Helping T Helper Transcription
Members of the interferon response family of transcription factors (IRFs) are specifically expressed in immune cells and are known to regulate their differentiation. IRF4 and IRF8 regulate gene expression by binding to other transcription factors, which results in their recruitment to composite motifs in the genome. Although the specific mechanism of how this regulation works in some immune cells is understood, how it occurs in T cells is not clear because the transcription factors that normally partner with IRFs are absent. Using genomic analysis, Glasmacher et al. (p. 975, published online 13 September; see the Perspective by Martinez and Rao) now identify IRF4–AP-1 composite elements in T helper 17 (TH17) cells and show that IRF4 and the AP-1 factor Batf cooperatively assemble on a large array of genes required for TH17 cell differentiation and function. Assembly of such heterodimers was also observed in TH2 cells, B cells, and dendritic cells, which suggests the general importance of this motif in immune cell differentiation.
Costs of Conservation
In 2010, world governments agreed to a strategic plan for biodiversity conservation, including 20 targets to be met by 2020, through the Convention on Biological Diversity. Discussions on financing the plan have still not been resolved, partly because there is little information on the likely costs of meeting the targets. McCarthy et al. (p. 946, published online 11 October) estimate the financial costs for two of the targets relating to protected areas and preventing extinctions. Using data from birds, they develop models that can be extrapolated to the costs for biodiversity more broadly. Reducing extinction risk for all species is estimated to require in the region of U.S. $4 billion annually, while the projected costs of establishing and maintaining protected areas may be as much as U.S. $58 billion—although both sums are small, relative to the economic costs of ecosystem losses.

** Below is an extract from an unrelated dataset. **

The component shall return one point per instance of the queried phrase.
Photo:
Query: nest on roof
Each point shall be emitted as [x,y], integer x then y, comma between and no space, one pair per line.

Salmonella is one of the most intensively studied bacterial pathogens. The Salmonella-containing vacuole (SCV) has a paradoxical lysosome-like composition: On one hand, the SCV membrane is highly enriched in lysosomal membrane glycoproteins and SCVs are accessible to endolysosomal content, but on the other hand, SCV lumen is relatively devoid of lysosomal hydrolytic enzymes that are delivered by the mannose-6-phosphate receptor pathway. McGourty et al. (p. 963) resolve this paradox by showing that the Salmonella effector SifA interferes with the trafficking of mannose-6-phosphate receptors. This causes misrouting and secretion of lysosomal enzymes and reduces the hydrolytic activity of lysosomes. Intracellular growth of Salmonella was reduced in cells with enhanced lysosomal enzyme activity.